I was sitting in my body, trying to stay present with my emotions, and
everything got stuck.
My throat. My jaw.
Tight. Heavy.
Not moving.
Nothing was released.
No insight. No shift. Just… stuck.
And underneath that, there was grief.
A lot of it.
The kind that makes you want to get out.
Out of your body.
Out of the feeling.
Out of the moment.
That’s where I usually leave myself.
I would have reached for something—
food, distraction, anything to not feel that.
But this time, I stayed.
Not perfectly. Not peacefully.
Just… there.
I stayed present in the tightness.
I stayed with the grief,
even when my body didn’t want to let it move.

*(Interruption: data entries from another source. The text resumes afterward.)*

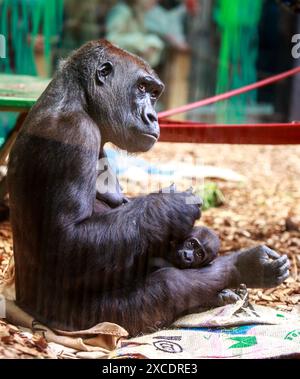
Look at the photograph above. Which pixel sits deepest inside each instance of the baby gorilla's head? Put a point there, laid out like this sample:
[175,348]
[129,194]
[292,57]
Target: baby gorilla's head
[199,249]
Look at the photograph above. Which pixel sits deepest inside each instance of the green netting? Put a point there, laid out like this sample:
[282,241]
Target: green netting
[20,22]
[238,24]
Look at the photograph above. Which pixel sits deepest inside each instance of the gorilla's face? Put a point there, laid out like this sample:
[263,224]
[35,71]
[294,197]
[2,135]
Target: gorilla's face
[122,98]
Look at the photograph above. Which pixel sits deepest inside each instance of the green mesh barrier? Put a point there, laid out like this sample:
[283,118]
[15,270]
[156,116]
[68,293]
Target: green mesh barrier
[238,25]
[20,22]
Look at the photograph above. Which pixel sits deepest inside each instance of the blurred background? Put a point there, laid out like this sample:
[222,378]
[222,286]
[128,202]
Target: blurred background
[198,47]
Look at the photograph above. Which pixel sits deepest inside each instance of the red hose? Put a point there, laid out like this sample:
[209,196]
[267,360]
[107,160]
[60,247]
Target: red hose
[229,94]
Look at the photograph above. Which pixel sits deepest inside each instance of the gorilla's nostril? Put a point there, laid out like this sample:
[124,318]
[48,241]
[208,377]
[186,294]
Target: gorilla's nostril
[188,256]
[151,117]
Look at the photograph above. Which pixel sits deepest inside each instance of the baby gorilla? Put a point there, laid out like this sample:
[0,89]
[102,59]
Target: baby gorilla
[197,250]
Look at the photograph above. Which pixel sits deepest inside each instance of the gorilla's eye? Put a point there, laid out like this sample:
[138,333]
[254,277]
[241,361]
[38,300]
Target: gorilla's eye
[142,88]
[105,69]
[154,95]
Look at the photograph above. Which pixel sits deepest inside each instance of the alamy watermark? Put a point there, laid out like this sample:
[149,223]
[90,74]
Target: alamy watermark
[2,46]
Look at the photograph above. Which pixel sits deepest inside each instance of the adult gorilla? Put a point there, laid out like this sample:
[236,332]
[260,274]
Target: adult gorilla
[78,263]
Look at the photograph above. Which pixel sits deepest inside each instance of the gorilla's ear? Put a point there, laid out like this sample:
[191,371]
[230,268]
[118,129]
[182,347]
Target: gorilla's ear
[103,71]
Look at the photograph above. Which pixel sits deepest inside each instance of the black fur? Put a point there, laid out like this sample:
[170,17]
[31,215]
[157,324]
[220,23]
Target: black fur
[78,261]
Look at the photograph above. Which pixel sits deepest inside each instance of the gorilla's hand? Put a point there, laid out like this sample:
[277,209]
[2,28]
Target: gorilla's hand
[183,209]
[262,267]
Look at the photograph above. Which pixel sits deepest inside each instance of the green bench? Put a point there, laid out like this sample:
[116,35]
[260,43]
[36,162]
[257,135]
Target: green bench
[18,93]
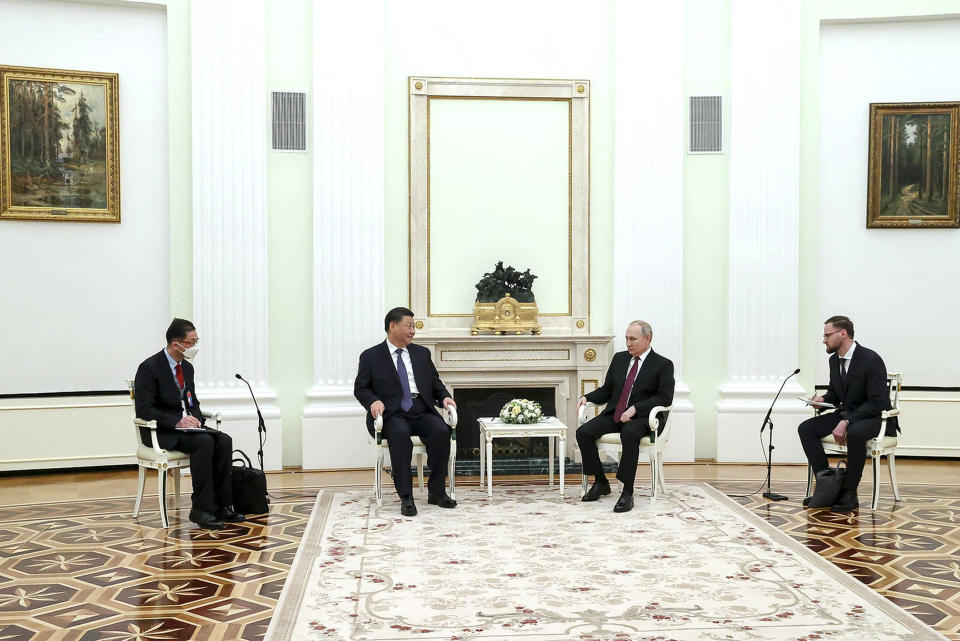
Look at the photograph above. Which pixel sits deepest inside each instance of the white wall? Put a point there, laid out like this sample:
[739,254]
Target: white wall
[898,285]
[82,304]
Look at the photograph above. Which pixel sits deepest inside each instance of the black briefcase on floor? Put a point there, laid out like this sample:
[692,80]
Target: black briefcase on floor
[249,486]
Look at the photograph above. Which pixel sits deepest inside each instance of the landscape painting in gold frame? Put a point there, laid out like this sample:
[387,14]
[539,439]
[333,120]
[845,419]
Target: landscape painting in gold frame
[59,145]
[914,173]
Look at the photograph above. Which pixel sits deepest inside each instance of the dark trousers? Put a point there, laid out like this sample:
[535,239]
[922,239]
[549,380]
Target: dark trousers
[630,434]
[858,433]
[210,461]
[424,422]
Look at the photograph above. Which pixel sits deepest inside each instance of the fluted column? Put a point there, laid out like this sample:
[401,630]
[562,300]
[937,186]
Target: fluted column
[228,52]
[348,288]
[764,230]
[648,189]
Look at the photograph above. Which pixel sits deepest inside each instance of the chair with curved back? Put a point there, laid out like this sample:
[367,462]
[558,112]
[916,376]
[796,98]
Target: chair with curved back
[878,447]
[653,444]
[380,448]
[165,462]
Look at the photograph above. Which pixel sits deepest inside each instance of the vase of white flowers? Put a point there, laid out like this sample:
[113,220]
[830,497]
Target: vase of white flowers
[520,410]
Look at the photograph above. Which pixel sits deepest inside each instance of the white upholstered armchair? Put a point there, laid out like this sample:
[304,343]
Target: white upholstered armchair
[653,445]
[379,444]
[878,447]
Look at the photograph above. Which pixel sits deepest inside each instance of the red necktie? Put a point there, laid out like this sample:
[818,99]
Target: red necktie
[625,394]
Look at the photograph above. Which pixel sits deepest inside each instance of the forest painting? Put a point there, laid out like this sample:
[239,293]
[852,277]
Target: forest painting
[59,132]
[913,174]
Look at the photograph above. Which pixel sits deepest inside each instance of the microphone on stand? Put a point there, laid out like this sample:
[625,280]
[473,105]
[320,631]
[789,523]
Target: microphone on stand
[261,426]
[766,421]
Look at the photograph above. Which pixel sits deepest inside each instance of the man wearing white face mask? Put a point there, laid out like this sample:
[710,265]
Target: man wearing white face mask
[165,393]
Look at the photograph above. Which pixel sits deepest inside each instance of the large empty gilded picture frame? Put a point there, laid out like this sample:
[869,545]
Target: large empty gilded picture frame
[499,170]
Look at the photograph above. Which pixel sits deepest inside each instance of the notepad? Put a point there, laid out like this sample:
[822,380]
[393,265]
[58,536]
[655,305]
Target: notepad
[822,406]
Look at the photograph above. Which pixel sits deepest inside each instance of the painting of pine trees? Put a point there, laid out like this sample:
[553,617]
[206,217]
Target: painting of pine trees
[913,165]
[59,145]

Later that night, I didn’t want to go to my ACA meeting.
Everything in me said: stay home, shut down, don’t deal with this
But I went.
And I shared.
And I wasn’t alone.
A space where it felt safe to say what was real—
not to fix it, just to be in it.
That matters.
I didn’t binge.
I didn’t shop.
I didn’t check out.
I didn’t leave.
There’s a difference between staying with something…
and getting pulled under by it.
I’m still learning that line.
But this felt like staying.
And it didn’t fix anything right away.
The heaviness didn’t disappear.
The grief didn’t resolve.
But something shifted.
Not in the feeling…
in my relationship to it.
I didn’t abandon myself.
And right now, that feels like enough.